São Martinho, em parceria com Rumo, Necta e Transvale, lança projeto de operação multimodal sustentável

Publicado às 21h
São Martinho, em parceria com Rumo, Necta e Transvale, lança projeto de operação multimodal para transporte de açúcar
A São Martinho (SMTO3), em parceria com Rumo (RAIL3), Necta e Transvale, anunciou o projeto Rota Verde, considerado um marco para a logística sustentável no setor sucroenergético brasileiro.
A operação integra transporte rodoviário, movido a gás natural e biometano, e ferroviário para o transporte de açúcar da Unidade Santa Cruz, localizada em Américo Brasiliense, em São Paulo, garantindo eficiência e redução significativa de impactos ambientais.

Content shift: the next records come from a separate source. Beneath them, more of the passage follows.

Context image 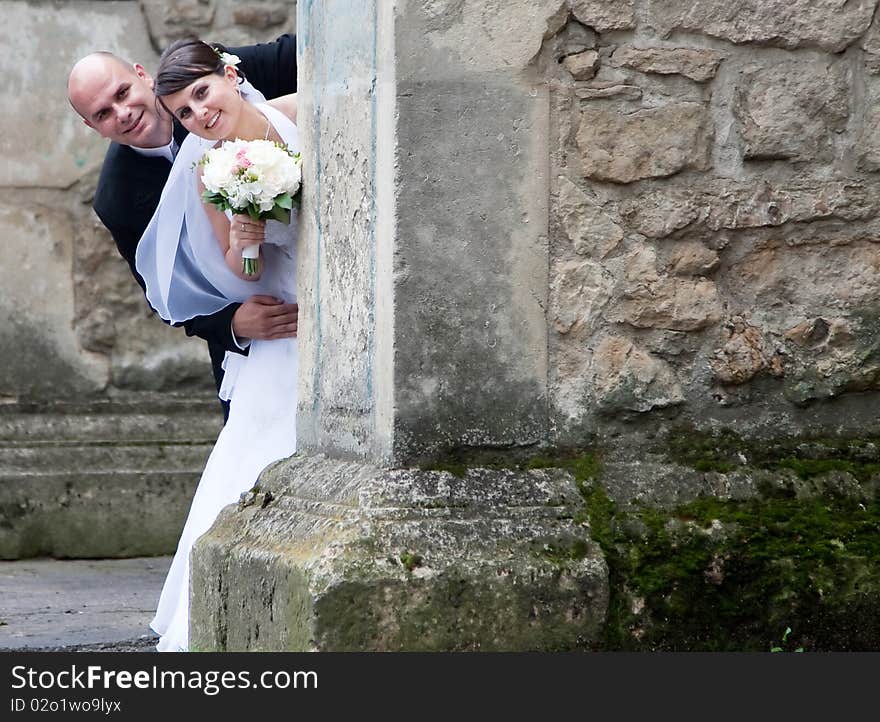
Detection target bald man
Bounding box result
[67,35,298,419]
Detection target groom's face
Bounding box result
[70,58,171,148]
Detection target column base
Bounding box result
[190,456,608,651]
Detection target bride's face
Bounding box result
[162,65,244,140]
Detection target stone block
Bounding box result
[577,102,712,183]
[0,203,109,398]
[568,0,636,33]
[645,0,877,53]
[0,0,156,188]
[734,60,850,161]
[592,336,685,414]
[611,45,724,83]
[555,178,623,259]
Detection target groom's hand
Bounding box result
[232,296,299,341]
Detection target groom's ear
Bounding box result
[134,63,155,90]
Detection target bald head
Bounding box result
[67,50,134,112]
[67,51,171,148]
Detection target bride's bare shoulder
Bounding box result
[268,93,296,123]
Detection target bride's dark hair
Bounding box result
[153,37,244,113]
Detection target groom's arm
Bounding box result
[229,33,296,99]
[92,174,247,353]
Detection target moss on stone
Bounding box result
[585,476,880,651]
[654,427,880,482]
[400,552,422,572]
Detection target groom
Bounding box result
[67,35,298,420]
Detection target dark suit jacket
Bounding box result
[92,35,296,389]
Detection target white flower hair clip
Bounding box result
[220,53,241,68]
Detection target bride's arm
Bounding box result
[196,174,264,281]
[268,93,296,124]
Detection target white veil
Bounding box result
[135,81,292,323]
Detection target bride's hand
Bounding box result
[229,213,266,254]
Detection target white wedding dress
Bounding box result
[138,104,299,652]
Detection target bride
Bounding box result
[137,38,299,651]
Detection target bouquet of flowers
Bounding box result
[200,138,302,275]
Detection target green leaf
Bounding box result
[268,206,290,223]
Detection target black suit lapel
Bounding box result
[171,120,189,146]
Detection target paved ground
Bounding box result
[0,557,171,652]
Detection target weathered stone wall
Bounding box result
[544,0,880,445]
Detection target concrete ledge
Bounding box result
[190,456,608,651]
[0,395,222,559]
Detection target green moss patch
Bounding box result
[586,486,880,651]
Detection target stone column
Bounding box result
[190,0,607,650]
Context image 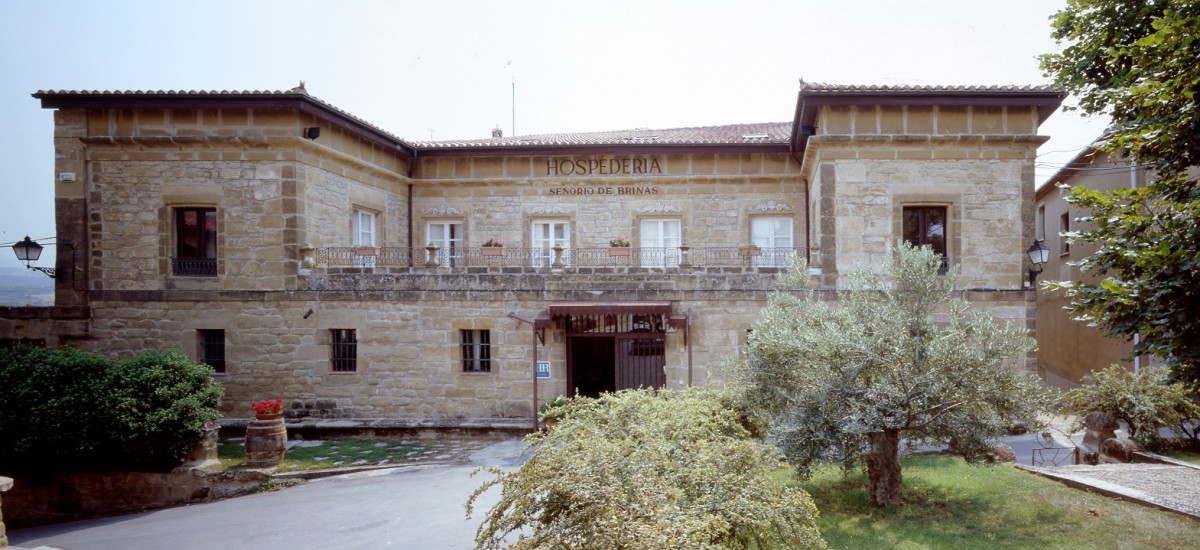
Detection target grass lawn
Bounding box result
[217,438,434,472]
[781,455,1200,550]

Em um primeiro momento, a iniciativa prevê a utilização de veículos 100% movidos a gás natural, até a transição para uso integral de biometano em toda a frota responsável pelo transporte de açúcar da unidade. Os caminhões, equipados com tecnologia Scania G460 Gás, promoverão uma operação mais limpa e eficiente. Além disso, a operação contará com a conexão ferroviária já existente entre o terminal de transbordo da Rumo, localizado em Itirapina/SP, e o Porto de Santos, assegurando maior integração logística.
O diferencial do projeto é a possibilidade de utilização do excedente produzido pela planta de biometano da São Martinho, em Américo Brasiliense (SP), fortalecendo a economia circular. A unidade produtora de biometano entrou em operação em agosto de 2025 e recebeu R$ 250 milhões para sua implantação.
“A Rota Verde marca um avanço significativo na integração entre eficiência logística e responsabilidade ambiental. Com essa iniciativa, conectamos inovação e sustentabilidade, reduzindo emissões e aproveitando recursos renováveis como o biometano”, afirma Helder Gosling, Diretor Comercial e de Logística da São Martinho.
A operação deve transportar cerca de 350 mil toneladas de açúcar por ano, garantindo maior eficiência e redução de custos. Com essas medidas, o projeto proporcionará uma redução de até 87% nas emissões de gases de efeito estufa em comparação aos veículos convencionais movidos a diesel, segundo estudo da Avaliação do Ciclo de Vida (ACV), do Instituto Brasileiro de Informação em Ciência e Tecnologia. De acordo com José Eduardo Moreira, CEO da Necta, a parceria mostra que é possível aliar sustentabilidade à economia operacional, comprovando que o biometano é competitivo em relação ao diesel.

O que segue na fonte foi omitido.